Restorasyonuna yaklaşık bir sene önce başlanan binanın mimarları Seyhan Özdemir ve Sefer Çağlar. Diğer otellerinde olduğu gibi, burada da Autoban Mimarlık ile çalışmayı tercih eden House Hotel Bosphorus, binanın orijinaline sadık kalınarak karakterini yansıtacak şekilde dekore edilmiş. Otelin tasarım formülü “klasikleşen eski ve yeniyi buluşturma” olarak özetleniyor. Odaların kapı ve pencere doğramalarının orijinaline uygun olarak renove edildiği otelde, mobilya ve aydınlatma elemanlarının da Autoban’a ait parçaların otelin tasarım anlayışına adapte edilmesiyle elde edildiği belirtiliyor.
Kahvaltı otelden, öğle ve akşam yemekleri House Cafe’den
Haziran ayı başında hizmet vermeye başlayan otelin toplamda 23 suit odası bulunuyor. 1000 metrekarelik bir alan üzerine kurulu olan otel, Simon Kalfa ve Fescizade binalarının birleşiminden oluşuyor. Çatı katıyla birlikte beş katlı olan otelin, en özel odaları çatı katında.
Balyan ailesine gönderme yapılarak Fescizade, Balyan ve Simon Kalfa olarak adlandırılan bu çatı katı suitlerinin her biri diğerlerine göre daha büyük ve gösterişli.
Odaların fiyatları ise konumuna göre değişiyor. Standart odaların gecelik ücreti kahvaltı servisi de dahil olmak üzere 279 avro. Çatı katındaki suitlerin fiyatları ise 1000 avro.
Küçük bir spor salonu bulunan otelde istenildiği takdirde misafirlerin odalarında pilates yapabilmesi için özel hocalar gönderiliyor. Ayrıca otelin masaj salonu, konferans salonu ile barı ve restoranı mevcut.

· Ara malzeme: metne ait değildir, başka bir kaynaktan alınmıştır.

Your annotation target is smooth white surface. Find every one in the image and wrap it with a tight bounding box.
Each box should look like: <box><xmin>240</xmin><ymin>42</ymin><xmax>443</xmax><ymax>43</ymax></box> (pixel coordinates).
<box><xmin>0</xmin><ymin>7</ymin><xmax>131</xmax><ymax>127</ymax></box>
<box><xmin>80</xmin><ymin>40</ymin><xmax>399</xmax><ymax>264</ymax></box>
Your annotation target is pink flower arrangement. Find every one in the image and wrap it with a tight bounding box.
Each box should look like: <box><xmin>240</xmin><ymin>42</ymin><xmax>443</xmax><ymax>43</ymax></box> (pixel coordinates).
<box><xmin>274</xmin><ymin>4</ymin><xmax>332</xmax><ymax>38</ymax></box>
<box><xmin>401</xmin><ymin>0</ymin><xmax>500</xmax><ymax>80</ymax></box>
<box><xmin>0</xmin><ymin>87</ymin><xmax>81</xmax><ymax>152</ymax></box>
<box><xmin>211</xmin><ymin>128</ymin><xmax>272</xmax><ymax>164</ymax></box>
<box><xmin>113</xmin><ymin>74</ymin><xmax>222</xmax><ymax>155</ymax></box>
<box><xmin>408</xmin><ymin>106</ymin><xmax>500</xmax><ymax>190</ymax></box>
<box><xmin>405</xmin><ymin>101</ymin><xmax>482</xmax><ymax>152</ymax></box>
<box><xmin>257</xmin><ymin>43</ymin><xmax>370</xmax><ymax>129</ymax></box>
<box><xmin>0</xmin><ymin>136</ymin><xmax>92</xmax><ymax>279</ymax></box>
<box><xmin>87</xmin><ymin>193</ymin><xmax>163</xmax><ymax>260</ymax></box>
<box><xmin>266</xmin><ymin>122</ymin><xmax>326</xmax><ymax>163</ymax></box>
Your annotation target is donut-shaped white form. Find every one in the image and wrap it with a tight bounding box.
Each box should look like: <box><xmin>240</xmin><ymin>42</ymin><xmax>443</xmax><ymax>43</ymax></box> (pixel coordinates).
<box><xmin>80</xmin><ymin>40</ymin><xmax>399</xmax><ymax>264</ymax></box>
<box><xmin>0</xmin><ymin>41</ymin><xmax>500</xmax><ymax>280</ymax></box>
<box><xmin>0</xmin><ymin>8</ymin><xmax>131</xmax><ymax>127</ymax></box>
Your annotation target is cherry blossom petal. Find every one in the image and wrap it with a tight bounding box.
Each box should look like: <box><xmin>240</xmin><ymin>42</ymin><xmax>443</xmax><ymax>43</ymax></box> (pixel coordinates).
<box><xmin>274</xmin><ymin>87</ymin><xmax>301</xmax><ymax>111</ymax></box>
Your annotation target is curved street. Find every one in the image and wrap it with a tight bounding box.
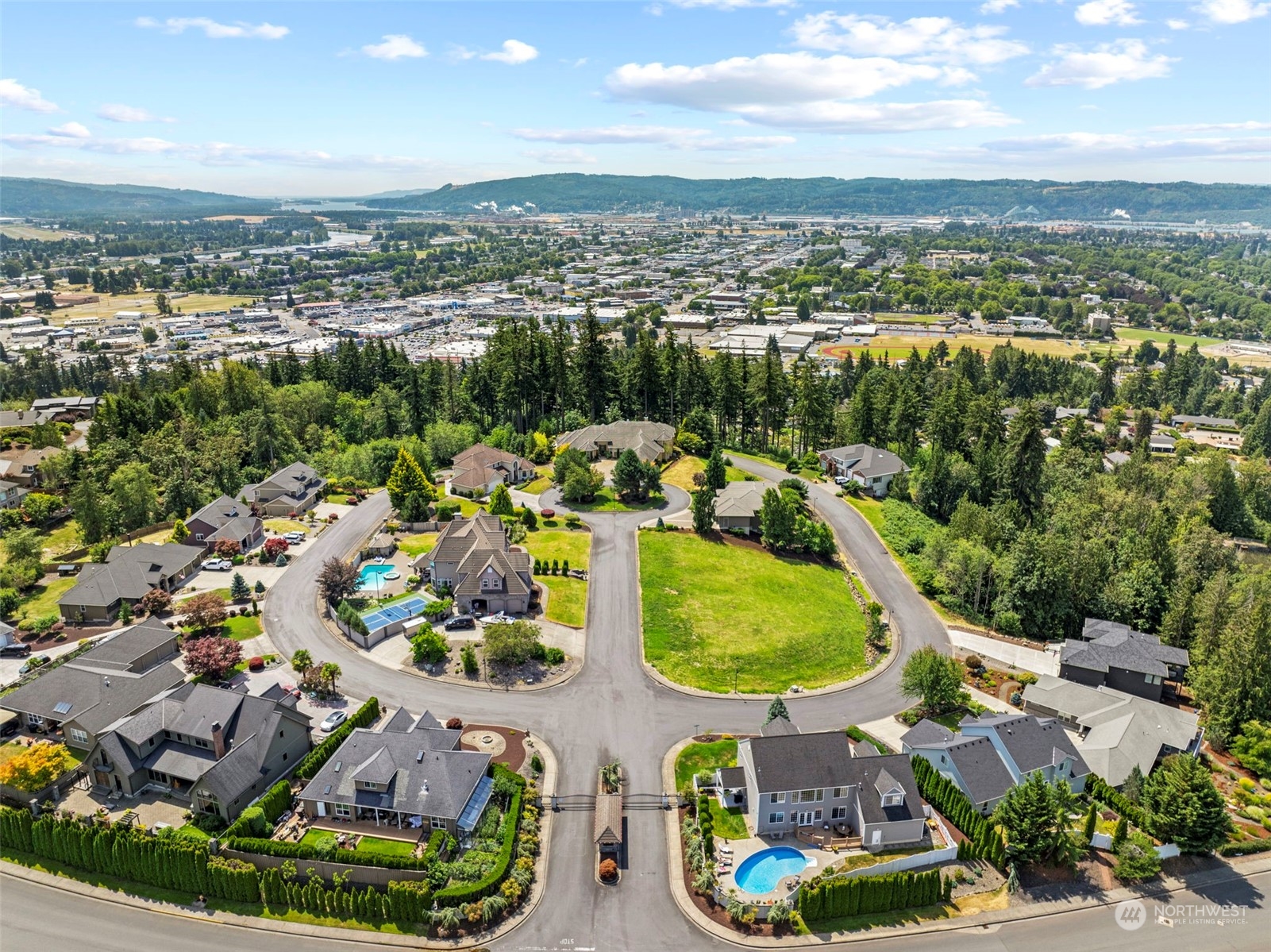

Otelin lounge kısmında otel misafirlerinin yanı sıra dışarıdan gelen ziyaretçilere de hizmet veren açık büfe kahvaltı servisi mevcut. Uluslararası lezzetlerin yanında peynir, zeytin, reçel gibi yöresel lezzetlerin de sunulduğu kahvaltı servisinde, menemen çok kısa zamanda yabancı misafirlerin en çok rağbet gösterdiği yemek haline gelmiş. Öğlen ve akşam yemekleri ise İstanbulluların gözde lezzet mekanlarından biri olan House Cafe’nin mutfağından çıkıyor.